"I counted every calorie and wrote down everything I ate." Photo: Damian Bennett
There are far worse things than being fat. You can be stupid or boring, for example. In fact, being obsessed about your weight and controlling everything that goes into your mouth practically guarantees you will be boring, even if you were once quite intelligent.
How would I know? I've been there.
All through my childhood and teens, I was skinny. My high-school lunch was two sausage rolls with sauce and a carton of chocolate milk, preceded at recess by a custard tart. I wasn't particularly sporty or active, I just burned up the calories.
When I hit my 20s, however, I began to put on weight. My boyfriend (now hubby) didn't care - but then I overheard myself being described at work as "the plump girl in the corner" and went on a diet.
I whittled myself down to a slender 45 kilos. Don't panic - I am only 155 centimetres tall, so that is not as drastic as it sounds. But the diet was rigorous. I ate one small evening meal, no breakfast and got through the day on a tub of low-fat yoghurt and a piece of fruit. I also exercised fanatically.
I counted every calorie and wrote down everything I ate. I weighed myself daily and if I reached 46 kilos I descended into despair and semi-starvation. I castigated myself to anyone who would listen every time I gave in to the smallest indulgence. When I felt hungry, I felt virtuous. When I felt full, I felt guilty. Frankly, I was neurotic, narcissistic and screamingly dull. I even bored myself. All I did was obsess over my supposed "fat bits" - in my case, my belly. It was never flat, no matter how thin I became. I even remember hitting this small protuberance hard over and over in a kind of absurd self-punishment.
I gave up that diet when I became pregnant because even I realised that such a tiny amount of food was not enough to grow a healthy baby.
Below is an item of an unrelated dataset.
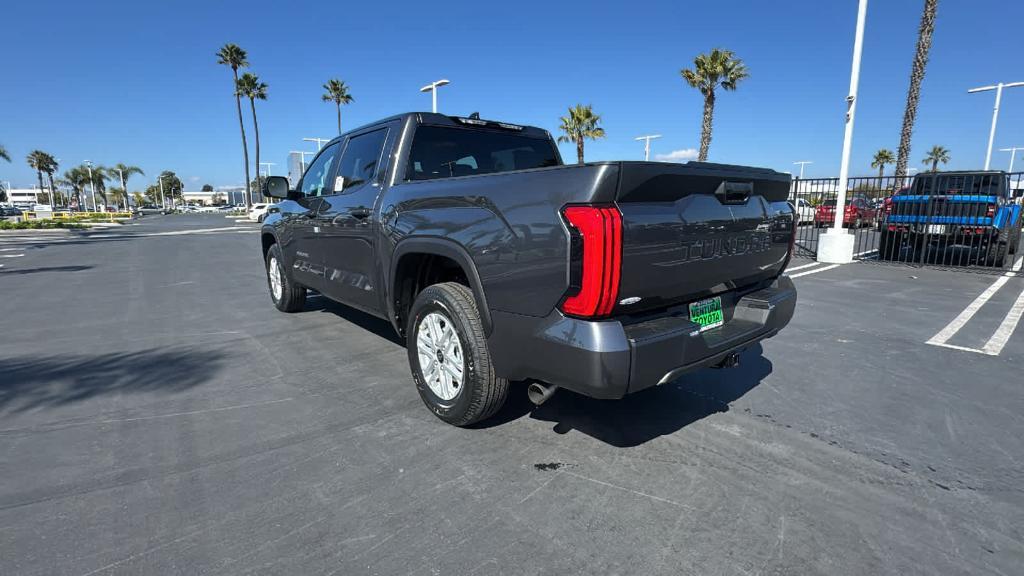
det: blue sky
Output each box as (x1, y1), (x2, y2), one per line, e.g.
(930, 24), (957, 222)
(0, 0), (1024, 190)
Even so, my top pregnancy weight with my first child was 55 kilos (admittedly she was born five weeks premature) and 57 kilos with my second.
But nature will win out. I am from a short, fat family and my sisters and I all put on weight when we breastfed. Weight I have struggled with ever since. There is hardly a diet I haven't tried. Some work for a while but eventually the weight always goes back on.
This is partly because I cannot raise the energy to obsess over food any more. I am fatter but much happier. I am fatter but far less self-absorbed and much more interesting to be around.
I watch with sadness the tendency for so many young women to do what I used to do: allow themselves tiny amounts of food to stay thin. Some of them topple over into full-blown eating disorders such as bulimia and anorexia.
I don't pretend to know what causes severe eating disorders, but I do know why I obsessed about my own weight when I was young: I felt out of control as a young woman trying to find my place in the world and being thin gave me a spurious feeling of power.
The Butterfly Foundation launched a campaign this month asking people to paint their middle fingernail to help raise awareness about eating disorders. They are also encouraging people to put that middle finger to good use if anyone should "diss" their appearance.
Flipping the bird is a healthier way of holding on to your own power than denying yourself food. It says, "I reject your judgment of me and I will not allow it to affect how I feel about myself." Even if it is just a gesture, it is a defiant one.
It is an entirely good thing to encourage defiance in our daughters. It may even become an act of defiance for a young woman to simply eat whatever she wants.